1) The guys I spoke with uniformly (French, Serbian, Irish) did not want to listen. A French guy made the patently stupid, but routine suggestion that America chose to invade Iraq for oil. When I mentioned that the same accusation had been made when we rescued Kuwait, that our biggest ally in the Middle East in Israel (virtually the only country in the region WITHOUT oil and an enemy to every country WITH oil), and the 12 years of UN resolutions (not to mention the Gulf War itself) that preceded our invasion of Iraq, they moved on to another point (no point in debate, simply throw a bunch of spitballs and see what sticks).
2) A Serbian guy we met made a snarky comment about 9/11 that basically followed that we mourn one day while his country mourns four months of US bombing. I ask him if he remembers a person called Slobodan Milosevic, the holocaust he began in Kosovo, the attempted elimination of Bosnia, etc...he says nothing.

3) One French guy told me that it was "for shame" that the US is in Iraq. I told him the shame is with France -a nd other countries who should have been with us in this war or at least fundamentally on our side against viscious dictatorships - to say nothing of the now uncovered Oil For Food scam that enriched many French officials. He again, I kid you not, chose to ignore this and when all else failed, he went back to the US wants oil argument.

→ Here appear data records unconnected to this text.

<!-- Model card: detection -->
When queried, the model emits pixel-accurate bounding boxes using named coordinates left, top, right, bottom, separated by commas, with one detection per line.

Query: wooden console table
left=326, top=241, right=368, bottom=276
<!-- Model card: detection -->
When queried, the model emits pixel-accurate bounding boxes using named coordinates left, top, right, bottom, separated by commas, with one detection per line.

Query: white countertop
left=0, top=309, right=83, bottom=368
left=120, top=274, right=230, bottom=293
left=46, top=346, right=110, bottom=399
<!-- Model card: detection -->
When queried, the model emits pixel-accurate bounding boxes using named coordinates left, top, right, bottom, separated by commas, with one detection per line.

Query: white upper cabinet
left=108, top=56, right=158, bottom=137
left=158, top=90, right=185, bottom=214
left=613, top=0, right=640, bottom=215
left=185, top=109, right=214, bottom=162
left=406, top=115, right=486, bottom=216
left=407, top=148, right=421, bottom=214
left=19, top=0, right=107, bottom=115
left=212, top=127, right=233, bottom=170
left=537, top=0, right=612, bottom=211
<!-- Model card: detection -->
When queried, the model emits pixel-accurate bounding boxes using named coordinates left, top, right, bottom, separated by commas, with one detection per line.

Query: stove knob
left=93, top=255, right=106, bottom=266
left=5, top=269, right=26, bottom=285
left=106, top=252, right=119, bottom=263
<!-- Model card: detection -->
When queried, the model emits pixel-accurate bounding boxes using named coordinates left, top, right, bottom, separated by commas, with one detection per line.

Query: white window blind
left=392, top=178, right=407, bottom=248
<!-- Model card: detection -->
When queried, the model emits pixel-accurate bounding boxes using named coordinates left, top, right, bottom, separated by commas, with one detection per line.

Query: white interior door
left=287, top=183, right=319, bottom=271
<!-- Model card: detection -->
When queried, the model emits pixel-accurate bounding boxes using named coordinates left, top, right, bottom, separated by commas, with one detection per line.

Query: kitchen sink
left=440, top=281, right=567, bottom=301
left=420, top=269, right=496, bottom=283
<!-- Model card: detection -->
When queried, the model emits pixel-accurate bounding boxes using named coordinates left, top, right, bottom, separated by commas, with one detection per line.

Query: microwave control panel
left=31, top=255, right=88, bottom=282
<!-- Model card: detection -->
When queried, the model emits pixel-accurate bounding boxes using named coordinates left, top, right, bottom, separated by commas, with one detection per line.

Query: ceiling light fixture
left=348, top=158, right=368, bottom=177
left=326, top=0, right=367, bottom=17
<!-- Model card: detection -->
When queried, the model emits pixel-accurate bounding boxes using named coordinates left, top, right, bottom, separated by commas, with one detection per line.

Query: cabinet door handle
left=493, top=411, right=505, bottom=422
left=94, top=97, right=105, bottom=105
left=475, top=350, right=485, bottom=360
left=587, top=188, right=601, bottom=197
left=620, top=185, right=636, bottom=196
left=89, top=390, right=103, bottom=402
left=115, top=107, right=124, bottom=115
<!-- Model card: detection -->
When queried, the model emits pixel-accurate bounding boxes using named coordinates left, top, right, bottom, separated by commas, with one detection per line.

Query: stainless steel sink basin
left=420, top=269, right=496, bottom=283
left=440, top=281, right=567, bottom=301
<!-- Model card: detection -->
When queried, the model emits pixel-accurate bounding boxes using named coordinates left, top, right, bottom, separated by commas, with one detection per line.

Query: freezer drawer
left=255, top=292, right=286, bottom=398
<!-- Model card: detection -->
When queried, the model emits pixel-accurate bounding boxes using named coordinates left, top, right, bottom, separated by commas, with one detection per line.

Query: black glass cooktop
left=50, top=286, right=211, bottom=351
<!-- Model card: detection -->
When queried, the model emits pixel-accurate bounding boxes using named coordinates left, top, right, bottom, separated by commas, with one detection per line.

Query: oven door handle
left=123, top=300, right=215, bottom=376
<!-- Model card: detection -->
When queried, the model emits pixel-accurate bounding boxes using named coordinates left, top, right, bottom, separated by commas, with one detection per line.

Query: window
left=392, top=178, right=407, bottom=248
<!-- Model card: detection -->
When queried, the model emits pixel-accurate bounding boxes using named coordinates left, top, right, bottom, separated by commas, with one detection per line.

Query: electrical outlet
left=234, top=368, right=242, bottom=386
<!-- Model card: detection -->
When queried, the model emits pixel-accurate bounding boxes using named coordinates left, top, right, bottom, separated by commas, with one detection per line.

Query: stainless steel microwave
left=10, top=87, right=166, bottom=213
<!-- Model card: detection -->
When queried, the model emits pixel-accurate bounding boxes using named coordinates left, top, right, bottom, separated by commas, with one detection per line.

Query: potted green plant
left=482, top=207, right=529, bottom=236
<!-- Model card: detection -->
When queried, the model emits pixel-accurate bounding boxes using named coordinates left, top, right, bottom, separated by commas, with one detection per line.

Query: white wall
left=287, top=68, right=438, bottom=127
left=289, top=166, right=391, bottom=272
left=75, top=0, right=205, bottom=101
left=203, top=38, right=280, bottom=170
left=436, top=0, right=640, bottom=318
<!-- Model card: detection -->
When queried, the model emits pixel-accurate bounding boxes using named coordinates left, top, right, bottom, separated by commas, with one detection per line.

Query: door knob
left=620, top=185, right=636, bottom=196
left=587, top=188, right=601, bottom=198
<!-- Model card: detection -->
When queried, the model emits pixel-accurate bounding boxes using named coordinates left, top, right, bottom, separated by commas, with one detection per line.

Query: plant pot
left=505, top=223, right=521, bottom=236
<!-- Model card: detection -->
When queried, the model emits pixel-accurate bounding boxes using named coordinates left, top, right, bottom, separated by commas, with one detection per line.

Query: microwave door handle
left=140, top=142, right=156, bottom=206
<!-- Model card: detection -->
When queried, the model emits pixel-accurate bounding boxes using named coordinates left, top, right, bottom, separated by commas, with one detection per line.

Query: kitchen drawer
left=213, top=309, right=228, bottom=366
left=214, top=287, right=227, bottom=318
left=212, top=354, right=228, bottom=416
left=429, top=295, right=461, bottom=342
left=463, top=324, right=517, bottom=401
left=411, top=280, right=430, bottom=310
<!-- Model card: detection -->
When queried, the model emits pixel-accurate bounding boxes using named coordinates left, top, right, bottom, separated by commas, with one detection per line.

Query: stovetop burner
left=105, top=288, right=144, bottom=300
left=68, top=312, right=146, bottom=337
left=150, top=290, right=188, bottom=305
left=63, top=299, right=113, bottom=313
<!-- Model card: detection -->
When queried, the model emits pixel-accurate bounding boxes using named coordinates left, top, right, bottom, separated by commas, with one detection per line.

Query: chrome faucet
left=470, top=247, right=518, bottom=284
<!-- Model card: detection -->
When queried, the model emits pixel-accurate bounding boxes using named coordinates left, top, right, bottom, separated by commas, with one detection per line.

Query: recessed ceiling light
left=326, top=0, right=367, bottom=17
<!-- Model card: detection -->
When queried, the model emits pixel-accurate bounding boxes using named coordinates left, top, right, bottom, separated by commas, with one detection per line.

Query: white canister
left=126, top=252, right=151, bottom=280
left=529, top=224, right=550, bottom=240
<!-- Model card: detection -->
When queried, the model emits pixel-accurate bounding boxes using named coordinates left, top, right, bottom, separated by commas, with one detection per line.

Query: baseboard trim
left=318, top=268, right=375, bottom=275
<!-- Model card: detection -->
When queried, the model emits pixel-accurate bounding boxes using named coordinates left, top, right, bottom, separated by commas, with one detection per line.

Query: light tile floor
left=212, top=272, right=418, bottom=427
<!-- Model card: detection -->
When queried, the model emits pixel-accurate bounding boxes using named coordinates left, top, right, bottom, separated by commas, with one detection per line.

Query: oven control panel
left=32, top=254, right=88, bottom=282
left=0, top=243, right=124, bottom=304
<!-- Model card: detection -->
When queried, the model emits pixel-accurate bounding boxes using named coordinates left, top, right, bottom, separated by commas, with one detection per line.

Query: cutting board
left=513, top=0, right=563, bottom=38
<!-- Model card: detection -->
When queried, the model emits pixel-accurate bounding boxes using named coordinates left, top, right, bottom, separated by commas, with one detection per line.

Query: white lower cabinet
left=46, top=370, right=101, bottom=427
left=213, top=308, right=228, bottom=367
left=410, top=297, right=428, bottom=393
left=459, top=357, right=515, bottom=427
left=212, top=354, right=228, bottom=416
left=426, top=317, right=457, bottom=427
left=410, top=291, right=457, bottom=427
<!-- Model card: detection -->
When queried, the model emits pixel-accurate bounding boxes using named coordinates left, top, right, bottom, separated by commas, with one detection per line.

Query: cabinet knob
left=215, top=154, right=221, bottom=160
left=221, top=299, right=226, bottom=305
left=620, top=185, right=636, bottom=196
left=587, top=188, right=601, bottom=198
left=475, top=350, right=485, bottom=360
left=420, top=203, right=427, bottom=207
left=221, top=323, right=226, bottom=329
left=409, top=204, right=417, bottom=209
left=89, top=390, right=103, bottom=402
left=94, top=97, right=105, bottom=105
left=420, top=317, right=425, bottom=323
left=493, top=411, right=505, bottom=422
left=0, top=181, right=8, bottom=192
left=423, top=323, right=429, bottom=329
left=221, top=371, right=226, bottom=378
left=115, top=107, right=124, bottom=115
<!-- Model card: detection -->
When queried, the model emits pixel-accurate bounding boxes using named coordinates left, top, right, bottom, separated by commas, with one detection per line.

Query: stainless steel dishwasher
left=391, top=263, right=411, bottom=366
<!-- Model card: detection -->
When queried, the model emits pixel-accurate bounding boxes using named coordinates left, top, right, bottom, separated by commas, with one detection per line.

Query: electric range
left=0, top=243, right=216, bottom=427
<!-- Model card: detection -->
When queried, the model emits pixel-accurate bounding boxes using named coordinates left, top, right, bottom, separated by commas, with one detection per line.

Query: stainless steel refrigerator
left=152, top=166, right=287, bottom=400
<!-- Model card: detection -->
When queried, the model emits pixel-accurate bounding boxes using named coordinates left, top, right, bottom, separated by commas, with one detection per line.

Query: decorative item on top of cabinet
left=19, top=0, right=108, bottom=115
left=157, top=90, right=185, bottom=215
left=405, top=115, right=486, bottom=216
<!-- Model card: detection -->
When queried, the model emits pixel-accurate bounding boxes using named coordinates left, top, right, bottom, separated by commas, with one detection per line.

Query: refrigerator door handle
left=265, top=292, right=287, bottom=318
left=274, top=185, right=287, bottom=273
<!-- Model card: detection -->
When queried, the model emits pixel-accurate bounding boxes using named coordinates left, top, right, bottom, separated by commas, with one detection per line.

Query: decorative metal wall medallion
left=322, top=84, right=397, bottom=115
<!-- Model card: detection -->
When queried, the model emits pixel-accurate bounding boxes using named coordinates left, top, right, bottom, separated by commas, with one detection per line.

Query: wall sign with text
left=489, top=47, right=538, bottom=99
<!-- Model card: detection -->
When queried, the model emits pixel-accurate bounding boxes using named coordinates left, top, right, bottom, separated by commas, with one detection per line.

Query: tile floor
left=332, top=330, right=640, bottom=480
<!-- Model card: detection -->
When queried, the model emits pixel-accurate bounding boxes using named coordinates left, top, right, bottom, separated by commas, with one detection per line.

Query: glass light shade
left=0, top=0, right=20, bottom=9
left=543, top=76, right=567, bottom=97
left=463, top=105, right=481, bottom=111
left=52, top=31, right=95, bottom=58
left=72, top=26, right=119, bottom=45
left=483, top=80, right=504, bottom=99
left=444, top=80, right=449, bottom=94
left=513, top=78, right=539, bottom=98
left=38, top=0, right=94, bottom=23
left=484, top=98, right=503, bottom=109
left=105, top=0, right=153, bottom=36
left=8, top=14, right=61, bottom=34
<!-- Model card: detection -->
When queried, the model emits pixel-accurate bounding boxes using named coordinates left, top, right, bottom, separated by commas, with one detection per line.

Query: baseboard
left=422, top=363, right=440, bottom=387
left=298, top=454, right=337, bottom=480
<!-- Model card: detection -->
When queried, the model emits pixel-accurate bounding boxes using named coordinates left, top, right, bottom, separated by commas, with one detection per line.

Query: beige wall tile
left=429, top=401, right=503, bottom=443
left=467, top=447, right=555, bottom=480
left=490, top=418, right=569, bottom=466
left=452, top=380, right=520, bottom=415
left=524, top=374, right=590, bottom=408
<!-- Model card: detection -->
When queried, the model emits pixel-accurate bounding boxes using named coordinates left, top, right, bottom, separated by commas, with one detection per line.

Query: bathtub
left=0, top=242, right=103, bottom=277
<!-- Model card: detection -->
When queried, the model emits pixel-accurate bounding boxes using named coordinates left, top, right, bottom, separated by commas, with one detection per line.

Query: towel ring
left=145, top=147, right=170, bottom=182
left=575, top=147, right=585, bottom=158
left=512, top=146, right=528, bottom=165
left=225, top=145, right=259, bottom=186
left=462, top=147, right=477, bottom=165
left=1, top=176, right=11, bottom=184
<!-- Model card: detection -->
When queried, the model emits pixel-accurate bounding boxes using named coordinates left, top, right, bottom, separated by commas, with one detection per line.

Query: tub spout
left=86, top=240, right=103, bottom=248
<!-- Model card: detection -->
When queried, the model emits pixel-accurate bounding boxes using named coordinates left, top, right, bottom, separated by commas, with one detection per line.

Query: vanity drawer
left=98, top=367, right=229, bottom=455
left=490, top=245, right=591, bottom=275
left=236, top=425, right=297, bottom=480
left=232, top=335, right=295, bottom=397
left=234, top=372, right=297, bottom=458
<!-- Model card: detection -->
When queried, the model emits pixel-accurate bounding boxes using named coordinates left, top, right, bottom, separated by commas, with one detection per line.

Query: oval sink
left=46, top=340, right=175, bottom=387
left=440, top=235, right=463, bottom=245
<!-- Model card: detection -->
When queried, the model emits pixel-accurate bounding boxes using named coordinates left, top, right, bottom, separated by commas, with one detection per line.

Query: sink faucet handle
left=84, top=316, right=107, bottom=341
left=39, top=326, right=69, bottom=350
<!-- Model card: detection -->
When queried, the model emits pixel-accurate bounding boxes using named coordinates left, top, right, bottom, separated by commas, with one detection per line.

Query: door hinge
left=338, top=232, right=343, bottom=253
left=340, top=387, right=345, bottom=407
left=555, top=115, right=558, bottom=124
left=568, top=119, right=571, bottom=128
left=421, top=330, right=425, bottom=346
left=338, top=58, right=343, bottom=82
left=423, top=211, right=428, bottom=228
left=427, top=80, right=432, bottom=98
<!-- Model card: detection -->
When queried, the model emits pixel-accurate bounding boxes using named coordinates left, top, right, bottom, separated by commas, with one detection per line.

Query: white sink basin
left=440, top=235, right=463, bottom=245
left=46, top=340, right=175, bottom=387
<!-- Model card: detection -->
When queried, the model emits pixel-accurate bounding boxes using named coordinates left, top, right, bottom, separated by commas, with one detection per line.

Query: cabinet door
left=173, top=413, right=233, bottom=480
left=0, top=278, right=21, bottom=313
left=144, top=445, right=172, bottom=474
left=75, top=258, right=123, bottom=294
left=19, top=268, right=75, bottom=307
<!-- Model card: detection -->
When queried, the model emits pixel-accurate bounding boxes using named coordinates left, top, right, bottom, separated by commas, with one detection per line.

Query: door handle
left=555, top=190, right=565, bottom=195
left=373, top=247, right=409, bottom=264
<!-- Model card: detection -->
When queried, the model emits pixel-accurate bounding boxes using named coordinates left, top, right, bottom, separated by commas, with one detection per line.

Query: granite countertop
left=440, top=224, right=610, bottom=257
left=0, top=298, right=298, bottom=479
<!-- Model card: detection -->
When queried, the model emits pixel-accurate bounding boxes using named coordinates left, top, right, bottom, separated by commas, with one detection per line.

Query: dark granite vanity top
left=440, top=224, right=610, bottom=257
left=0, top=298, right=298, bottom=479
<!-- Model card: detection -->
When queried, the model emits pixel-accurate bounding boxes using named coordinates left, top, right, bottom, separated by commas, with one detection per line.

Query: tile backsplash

4) A Czech guy (very cute too) believed wholeheartedly that Bin Laden was not responsible for 9/11. We spoke about clothes after that.


With the exception of the Serbian guy, we ended up hanging out with and having fun with all of the others, to say ntohing of the tons of Europeans we had met who we, mercifully, did not dicuss politics with. But I imagine that many of the overseas papers, Le Monde, etc...don't provide much of the points I had mentioned. Every single person self-selected a debate with me and every one of them sounded pathetic. Not because I'm so smart (trust me, that ain't my point or my reality) but because they are NEVER exposed to these arguments.

Maybe the world's attitude will change if the elitist media wasn't focused on fostering Bush hatred and Anti-Americanism rather than providing full information and context to the stories they write and the events they cover.

Red Tulips said...

Berdo:

Very well said. You are expounding upon a reality that I do not know the cure of.

*sighs*

GRT said...

It's too easy to accuse MSM of "Bush hatred" and "Anti-Americanism."

They're phrases which are empty of real meaning and serve only to engage the emotions and not the intellect.

GRT said...

That Al Jazeera link is scary. Did you mean to imply that Al Jazeera itself is a terrorist organization or that the commentors were?